2. August Bounce. August will be a critical month for watching market movement. There is a consensus that card transactions slow the month prior to The National. In addition, we mentioned earlier in the report, the process of selling card assets slows the card market as opposed to other indexes that all had a strong July. So, here are a few questions to think about:

  • Atlantic City was a buyers market. There were more sellers than buyers making it an amazing time to find deals. Will some of those show up as flips in the next few months? Will that give more leverage to buyers? 
  • Will the overall economy improve? The July Consumer Price Index eased in July, coming in at 8.5%. Inflation is still at an high level historically, but lower than the previous month’s 9.1%. Will a healthier economy invigorate alternative assets? 
  • Will collectors shifting to the vintage market find out it’s too late? Is the August play to bottom feed on down markets? Feedback from The National is that the $100-$500 market was amazing for sellers—will that carry over into the online marketplaces?

3. Trading Card Shows Worth Checking Out

August 5-6: Fort Lauderdale Card Show, Fort Lauderdale, FL

August 6-7: A-Z Cards and Collectibles, Clovis, CA

August 13-14: Silicon Valley Trading Card Show, San Jose, CA

Bay Area Sports Card Show, Clearwater, FL

August 26-27: Tampa Bay Sports Card Show, Tampa, FL

August 26 -28: All Cards Weekend 2022, Denver, CO

August: Important Product Releases

Many product releases have been delayed by manufacturers due to supply chain issues. The release dates below are subject to change by the manufacturer. Dates provided by Cardboard Connection.
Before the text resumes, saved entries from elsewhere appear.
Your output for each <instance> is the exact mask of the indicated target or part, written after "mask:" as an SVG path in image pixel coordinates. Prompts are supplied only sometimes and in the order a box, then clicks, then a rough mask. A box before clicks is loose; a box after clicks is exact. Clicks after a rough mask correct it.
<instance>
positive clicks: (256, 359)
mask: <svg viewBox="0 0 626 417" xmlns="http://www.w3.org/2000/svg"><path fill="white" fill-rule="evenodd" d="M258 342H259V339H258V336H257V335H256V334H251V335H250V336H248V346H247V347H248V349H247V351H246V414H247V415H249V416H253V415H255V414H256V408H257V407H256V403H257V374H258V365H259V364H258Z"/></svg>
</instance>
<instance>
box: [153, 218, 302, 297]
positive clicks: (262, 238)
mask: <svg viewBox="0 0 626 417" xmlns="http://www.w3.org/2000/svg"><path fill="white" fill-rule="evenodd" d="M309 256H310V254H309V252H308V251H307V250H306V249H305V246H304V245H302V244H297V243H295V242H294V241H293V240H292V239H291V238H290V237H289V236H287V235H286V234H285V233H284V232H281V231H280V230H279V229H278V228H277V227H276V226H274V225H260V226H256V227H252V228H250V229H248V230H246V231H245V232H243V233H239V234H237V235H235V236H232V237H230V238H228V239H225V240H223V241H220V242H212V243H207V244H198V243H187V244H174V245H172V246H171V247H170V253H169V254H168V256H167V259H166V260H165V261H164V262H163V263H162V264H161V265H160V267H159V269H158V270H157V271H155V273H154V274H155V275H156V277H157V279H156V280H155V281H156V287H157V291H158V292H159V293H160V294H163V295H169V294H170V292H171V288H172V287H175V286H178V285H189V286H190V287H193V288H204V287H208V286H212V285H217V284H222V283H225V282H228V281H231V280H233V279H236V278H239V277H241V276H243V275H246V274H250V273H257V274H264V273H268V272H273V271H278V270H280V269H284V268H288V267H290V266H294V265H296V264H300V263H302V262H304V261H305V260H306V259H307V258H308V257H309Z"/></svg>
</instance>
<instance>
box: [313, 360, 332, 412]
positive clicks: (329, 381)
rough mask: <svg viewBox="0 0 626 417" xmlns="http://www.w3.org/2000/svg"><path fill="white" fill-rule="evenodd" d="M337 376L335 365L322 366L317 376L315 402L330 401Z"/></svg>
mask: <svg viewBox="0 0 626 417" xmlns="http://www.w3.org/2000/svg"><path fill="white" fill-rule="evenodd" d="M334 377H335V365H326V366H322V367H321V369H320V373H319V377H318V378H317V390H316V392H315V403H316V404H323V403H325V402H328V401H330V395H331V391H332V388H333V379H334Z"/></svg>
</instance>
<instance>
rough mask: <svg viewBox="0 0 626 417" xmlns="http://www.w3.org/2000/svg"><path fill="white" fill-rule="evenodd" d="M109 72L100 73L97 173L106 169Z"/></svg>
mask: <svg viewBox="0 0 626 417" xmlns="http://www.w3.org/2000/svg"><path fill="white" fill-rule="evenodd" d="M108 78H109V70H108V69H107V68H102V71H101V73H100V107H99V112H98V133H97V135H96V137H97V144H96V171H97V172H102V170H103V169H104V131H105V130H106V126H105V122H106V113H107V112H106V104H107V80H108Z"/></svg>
August 3:   2021 Panini Obsidian Basketball

August 10: 2021 Upper Deck Black Diamond Hockey

2021 Panini Select Football

2021 Topps Finest UEFA Soccer

August 17: 2022 Bowman Sterling Baseball

2021 Topps Inception OTE Basketball

2021 Topps Finest Bundesliga Soccer

August 24: 2022 Topps Clearly Authentic Baseball

2022 Panini Gold Standard Football 

August 26: 2022 Panini Chronicles UFC

August 31: 2022 Topps Five Star Baseball

2021 Panini Donruss Optic Basketball

2021 Topps Tier One Bundesliga

SlabStox Final Take

Let’s start with the bad news: The overall July ’22 card market lagged behind other market indicators that enjoyed a Christmas in July surge (see Takeaway 1).

The good news: The downward slide in the CL50 has leveled considerably in July (-3.4%) compared to June (-7.5%). The card market traditionally lags other indicators, as it is a slower moving market. If that holds true, will next month yield a positive trend for card collectors?  

There were a lot of variables impacting the July card market:

  • On the Macro: The consumer price index came in at 8.5% in July. There’s no way to spin this besides consumer dollars are stretched to the limit.
  • On the Micro: The National Sports Collectors Convention in Atlantic City, NJ, brought energy and enthusiasm into the card market at the right time—pre-football, basketball and hockey seasons. Will that set the tone for the next few months?